Intratherapeutic biokinetic measurements, dosimetry parameter estimates, and monitoring of treatment efficacy using cerenkov luminescence imaging in preclinical radionuclide therapy.

Abstract

In recent years, there has been increasing interest in noninvasive Cerenkov luminescence imaging (CLI) of in vivo radionuclide distribution in small animals, a method proven to be a high-throughput modality for confirmation of tracer uptake. 11B6 is an IgG1 monoclonal antibody that is specific to free human kallikrein-related peptidase 2, an antigen abundant in malignant prostatic tissue.

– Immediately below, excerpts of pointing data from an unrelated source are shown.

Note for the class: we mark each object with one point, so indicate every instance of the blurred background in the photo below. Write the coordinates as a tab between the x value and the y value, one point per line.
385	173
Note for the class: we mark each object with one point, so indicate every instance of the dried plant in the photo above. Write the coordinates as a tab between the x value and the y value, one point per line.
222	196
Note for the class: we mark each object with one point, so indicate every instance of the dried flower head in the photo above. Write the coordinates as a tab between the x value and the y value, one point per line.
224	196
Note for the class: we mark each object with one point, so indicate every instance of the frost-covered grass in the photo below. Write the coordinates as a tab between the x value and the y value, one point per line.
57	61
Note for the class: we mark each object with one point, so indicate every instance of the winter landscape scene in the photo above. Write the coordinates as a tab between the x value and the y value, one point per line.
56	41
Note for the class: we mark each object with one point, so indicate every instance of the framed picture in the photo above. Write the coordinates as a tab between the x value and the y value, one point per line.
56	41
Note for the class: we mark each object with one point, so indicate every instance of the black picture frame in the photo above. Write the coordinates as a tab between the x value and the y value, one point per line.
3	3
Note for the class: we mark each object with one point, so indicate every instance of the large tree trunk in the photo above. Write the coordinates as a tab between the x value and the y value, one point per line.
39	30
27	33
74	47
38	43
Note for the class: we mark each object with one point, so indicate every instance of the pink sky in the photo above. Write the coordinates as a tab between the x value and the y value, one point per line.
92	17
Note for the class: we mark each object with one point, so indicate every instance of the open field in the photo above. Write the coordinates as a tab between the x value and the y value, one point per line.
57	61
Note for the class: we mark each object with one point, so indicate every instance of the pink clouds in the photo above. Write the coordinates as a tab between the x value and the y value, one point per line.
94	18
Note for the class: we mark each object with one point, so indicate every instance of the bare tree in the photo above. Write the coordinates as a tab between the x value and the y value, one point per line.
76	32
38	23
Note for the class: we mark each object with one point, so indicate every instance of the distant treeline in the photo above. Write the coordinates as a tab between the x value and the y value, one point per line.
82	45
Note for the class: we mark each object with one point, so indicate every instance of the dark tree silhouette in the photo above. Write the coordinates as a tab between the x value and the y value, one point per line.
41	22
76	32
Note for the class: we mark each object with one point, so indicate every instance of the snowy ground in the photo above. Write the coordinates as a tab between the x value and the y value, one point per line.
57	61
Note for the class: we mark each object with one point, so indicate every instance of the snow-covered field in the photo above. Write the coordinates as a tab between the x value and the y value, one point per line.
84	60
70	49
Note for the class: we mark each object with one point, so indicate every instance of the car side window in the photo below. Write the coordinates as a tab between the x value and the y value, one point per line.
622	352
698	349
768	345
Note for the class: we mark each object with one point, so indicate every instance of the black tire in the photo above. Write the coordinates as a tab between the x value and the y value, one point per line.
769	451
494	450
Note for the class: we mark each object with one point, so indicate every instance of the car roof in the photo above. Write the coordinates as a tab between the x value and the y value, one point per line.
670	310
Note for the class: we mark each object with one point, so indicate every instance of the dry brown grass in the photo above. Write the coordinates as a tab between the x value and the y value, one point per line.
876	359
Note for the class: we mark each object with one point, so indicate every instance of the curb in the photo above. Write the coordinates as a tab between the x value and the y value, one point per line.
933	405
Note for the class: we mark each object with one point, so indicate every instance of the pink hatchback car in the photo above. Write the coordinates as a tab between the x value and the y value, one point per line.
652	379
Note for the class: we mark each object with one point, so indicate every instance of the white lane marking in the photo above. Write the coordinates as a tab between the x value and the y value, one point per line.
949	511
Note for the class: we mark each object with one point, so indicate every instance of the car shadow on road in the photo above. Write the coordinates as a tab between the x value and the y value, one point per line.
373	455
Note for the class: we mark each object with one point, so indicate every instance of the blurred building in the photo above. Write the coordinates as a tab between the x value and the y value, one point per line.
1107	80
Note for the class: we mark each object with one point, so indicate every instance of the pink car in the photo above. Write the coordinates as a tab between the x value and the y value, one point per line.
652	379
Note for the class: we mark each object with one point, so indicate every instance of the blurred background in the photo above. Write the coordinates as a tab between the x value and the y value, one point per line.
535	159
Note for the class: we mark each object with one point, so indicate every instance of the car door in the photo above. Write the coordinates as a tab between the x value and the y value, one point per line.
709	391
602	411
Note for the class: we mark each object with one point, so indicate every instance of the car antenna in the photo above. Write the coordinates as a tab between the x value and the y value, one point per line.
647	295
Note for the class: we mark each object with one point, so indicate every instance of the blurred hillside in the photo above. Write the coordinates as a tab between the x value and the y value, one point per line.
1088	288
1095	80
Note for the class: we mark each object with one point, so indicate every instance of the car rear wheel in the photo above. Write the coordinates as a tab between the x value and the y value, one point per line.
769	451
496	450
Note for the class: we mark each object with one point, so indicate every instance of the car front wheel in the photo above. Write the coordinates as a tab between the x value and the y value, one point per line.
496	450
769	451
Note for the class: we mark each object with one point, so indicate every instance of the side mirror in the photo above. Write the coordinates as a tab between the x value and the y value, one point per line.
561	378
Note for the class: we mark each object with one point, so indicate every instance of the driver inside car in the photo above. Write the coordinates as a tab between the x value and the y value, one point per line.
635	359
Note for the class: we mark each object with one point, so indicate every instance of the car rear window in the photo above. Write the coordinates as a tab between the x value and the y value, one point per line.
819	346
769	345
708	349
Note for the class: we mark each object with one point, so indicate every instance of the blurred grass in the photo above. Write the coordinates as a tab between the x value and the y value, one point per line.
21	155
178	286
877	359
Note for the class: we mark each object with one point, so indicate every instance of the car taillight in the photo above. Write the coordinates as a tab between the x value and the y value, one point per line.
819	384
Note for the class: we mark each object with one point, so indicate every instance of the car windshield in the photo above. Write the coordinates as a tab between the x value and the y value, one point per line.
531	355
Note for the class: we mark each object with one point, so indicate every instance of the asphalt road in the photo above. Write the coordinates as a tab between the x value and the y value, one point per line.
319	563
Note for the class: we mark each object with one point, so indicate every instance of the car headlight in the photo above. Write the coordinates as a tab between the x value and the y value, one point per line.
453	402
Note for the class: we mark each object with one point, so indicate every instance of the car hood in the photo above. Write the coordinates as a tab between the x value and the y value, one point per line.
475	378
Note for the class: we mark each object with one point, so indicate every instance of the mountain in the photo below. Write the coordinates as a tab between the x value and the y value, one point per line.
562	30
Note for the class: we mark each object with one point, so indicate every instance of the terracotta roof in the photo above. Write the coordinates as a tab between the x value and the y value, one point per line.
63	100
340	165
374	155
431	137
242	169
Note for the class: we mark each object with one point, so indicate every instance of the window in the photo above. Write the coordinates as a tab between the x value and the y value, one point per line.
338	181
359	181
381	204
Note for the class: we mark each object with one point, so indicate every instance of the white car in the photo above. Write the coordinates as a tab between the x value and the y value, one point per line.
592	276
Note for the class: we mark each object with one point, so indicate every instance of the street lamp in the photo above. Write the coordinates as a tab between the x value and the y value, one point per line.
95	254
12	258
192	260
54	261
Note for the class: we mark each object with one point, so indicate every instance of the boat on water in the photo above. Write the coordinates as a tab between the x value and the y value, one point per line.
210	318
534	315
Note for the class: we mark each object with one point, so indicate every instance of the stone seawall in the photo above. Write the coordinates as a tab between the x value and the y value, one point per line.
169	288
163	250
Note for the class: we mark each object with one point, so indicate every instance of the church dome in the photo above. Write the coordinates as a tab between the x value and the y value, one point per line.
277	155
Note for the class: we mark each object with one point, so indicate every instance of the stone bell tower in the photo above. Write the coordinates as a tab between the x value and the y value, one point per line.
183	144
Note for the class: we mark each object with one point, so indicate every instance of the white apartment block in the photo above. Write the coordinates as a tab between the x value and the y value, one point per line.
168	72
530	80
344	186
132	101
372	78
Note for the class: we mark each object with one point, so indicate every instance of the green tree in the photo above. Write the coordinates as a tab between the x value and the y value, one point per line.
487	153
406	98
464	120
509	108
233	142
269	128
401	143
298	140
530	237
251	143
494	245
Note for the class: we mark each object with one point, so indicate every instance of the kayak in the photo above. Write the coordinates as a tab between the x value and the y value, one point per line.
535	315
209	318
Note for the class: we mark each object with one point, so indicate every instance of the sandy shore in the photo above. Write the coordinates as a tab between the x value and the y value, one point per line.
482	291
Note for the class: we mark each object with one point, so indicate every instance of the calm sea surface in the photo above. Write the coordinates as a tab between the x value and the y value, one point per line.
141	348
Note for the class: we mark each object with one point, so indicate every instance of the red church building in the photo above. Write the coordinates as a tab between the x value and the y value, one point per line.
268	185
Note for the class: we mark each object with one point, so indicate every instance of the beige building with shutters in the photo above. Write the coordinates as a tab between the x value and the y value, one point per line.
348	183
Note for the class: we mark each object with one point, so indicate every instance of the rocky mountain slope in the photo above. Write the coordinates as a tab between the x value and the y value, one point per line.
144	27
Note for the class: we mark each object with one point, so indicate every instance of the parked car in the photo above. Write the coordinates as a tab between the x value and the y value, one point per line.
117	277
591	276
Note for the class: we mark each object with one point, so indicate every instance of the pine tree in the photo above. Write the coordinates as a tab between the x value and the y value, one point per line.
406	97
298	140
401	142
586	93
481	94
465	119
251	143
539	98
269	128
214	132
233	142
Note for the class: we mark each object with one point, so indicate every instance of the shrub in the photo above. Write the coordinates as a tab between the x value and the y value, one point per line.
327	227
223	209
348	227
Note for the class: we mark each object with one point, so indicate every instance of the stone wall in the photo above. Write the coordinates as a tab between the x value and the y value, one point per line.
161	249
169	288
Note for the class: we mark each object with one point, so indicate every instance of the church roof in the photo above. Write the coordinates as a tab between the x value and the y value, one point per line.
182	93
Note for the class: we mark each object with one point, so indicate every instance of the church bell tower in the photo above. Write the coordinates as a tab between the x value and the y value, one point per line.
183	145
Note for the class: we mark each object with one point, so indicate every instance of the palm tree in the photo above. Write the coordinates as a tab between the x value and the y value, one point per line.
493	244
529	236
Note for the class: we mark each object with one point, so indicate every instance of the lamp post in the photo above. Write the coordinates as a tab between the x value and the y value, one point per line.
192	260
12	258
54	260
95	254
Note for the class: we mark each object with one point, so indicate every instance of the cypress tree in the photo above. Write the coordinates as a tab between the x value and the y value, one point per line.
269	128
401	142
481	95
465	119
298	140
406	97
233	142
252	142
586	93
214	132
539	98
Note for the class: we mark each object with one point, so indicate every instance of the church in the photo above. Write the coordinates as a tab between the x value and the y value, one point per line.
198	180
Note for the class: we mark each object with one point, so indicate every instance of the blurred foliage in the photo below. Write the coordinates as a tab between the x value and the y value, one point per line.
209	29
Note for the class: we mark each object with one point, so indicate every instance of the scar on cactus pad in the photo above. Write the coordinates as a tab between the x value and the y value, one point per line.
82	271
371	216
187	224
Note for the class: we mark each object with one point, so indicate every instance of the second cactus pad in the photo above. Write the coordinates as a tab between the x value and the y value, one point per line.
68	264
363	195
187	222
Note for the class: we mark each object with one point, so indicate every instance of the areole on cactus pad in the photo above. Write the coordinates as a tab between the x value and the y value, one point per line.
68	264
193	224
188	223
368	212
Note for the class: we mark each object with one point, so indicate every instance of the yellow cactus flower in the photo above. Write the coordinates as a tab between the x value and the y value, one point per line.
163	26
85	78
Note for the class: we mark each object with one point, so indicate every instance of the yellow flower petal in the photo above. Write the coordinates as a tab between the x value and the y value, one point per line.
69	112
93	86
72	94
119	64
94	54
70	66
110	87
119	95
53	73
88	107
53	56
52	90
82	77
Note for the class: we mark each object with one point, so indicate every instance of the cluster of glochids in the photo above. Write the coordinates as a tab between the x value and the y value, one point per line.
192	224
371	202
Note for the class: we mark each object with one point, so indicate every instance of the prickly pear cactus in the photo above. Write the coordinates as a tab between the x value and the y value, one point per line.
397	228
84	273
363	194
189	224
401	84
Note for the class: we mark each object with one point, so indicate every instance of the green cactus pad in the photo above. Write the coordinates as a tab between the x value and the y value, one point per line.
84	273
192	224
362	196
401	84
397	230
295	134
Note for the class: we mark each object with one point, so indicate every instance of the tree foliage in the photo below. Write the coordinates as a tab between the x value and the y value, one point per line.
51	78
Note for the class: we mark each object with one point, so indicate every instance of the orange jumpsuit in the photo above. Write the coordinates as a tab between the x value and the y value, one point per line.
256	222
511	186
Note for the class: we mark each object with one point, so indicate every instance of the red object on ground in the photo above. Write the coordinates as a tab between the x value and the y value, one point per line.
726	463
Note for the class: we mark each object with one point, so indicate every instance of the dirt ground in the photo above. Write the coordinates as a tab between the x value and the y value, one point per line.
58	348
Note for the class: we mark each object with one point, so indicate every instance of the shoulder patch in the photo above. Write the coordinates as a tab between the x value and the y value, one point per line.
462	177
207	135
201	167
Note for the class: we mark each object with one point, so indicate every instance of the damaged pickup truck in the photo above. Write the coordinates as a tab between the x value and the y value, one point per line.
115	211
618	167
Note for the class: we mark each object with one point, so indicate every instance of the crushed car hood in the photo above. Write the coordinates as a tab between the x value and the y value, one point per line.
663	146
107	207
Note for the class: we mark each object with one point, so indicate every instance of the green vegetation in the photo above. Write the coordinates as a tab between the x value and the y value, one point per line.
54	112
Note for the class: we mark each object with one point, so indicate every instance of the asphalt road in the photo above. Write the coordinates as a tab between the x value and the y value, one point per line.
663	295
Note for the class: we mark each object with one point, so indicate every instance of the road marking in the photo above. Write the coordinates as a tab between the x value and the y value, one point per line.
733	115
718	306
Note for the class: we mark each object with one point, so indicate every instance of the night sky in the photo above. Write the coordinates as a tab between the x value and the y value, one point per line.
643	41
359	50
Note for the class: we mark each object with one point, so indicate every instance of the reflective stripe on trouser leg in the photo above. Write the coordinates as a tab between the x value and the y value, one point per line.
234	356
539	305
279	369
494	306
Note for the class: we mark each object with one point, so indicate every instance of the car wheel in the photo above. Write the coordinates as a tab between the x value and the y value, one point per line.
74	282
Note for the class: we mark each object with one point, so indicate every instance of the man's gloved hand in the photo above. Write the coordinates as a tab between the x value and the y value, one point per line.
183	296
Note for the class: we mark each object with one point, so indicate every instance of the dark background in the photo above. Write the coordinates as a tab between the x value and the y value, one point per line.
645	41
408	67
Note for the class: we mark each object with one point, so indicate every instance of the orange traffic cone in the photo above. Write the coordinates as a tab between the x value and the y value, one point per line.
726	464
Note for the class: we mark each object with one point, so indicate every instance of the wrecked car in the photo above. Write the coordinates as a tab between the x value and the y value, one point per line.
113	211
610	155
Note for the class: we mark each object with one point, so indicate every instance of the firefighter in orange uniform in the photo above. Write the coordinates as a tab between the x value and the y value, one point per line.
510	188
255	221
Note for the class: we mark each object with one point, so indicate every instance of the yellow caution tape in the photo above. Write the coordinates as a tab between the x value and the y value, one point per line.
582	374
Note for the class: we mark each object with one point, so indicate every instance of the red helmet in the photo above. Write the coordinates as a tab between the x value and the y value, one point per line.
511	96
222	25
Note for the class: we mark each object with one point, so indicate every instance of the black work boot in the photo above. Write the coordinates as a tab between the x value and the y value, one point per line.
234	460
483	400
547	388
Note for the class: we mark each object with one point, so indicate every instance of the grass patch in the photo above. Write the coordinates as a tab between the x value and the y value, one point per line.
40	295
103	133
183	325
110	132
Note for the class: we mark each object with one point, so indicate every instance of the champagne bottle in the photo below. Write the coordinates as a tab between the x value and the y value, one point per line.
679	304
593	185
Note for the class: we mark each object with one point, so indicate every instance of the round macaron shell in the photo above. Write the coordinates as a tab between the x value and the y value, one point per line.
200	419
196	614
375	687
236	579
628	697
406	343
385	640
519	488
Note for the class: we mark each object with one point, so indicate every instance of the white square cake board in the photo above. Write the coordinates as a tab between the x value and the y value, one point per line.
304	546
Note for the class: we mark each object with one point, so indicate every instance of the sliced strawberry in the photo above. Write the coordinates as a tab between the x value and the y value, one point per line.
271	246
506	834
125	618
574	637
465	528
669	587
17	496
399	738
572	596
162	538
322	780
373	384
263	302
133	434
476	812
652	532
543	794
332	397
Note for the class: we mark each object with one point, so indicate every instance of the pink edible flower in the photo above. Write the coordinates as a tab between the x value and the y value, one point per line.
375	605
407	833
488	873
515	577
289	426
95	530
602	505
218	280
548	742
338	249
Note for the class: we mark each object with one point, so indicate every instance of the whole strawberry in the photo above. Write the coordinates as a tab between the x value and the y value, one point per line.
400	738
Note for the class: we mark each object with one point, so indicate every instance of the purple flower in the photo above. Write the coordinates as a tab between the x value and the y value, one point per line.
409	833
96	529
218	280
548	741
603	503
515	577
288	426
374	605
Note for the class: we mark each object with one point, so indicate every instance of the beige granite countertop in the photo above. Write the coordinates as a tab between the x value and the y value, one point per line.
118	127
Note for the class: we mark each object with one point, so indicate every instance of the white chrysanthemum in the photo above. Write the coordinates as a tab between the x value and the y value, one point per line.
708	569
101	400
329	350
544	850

Free human kallikrein-related peptidase 2 was targeted in prostate cancer xenografts using (177)Lu-labeled 11B6 in either murine or humanized forms for radionuclide therapy. In this setting, CLI was investigated as a tool for providing parameters of dosimetric importance during radionuclide therapy. First, longitudinal imaging of biokinetics using CLI and SPECT was compared. Second, the CLI signal was correlated to quantitative ex vivo tumor activity measurements. Finally, CLI was used to monitor the radionuclide treatment, and the integrated CLI radiance was found to correlate well with subject-specific tumor volume reduction. 11B6 was radiolabeled with (177)Lu through the CHX-A″-DTPA chelator. In vivo CLI and SPECT imaging of (177)Lu-DTPA-11B6 uptake was performed on NMRI and BALB/c nude mice with subcutaneous LNCaP xenografts up to 14 d after injection. Tumor size was measured to assess response to radionuclide therapy. CLI correlated well with SPECT imaging and could be applied up to 14 d after injection of 20 MBq with the specific tracer used. Through integration of the CLI radiance as a function of time, a dose metric for the tumors could be formed that correlated exponentially with tumor volume reduction. CLI provided valuable intratherapeutic biokinetic measurements for treatment monitoring and could be used as a tool for subject-specific absorbed dose estimation.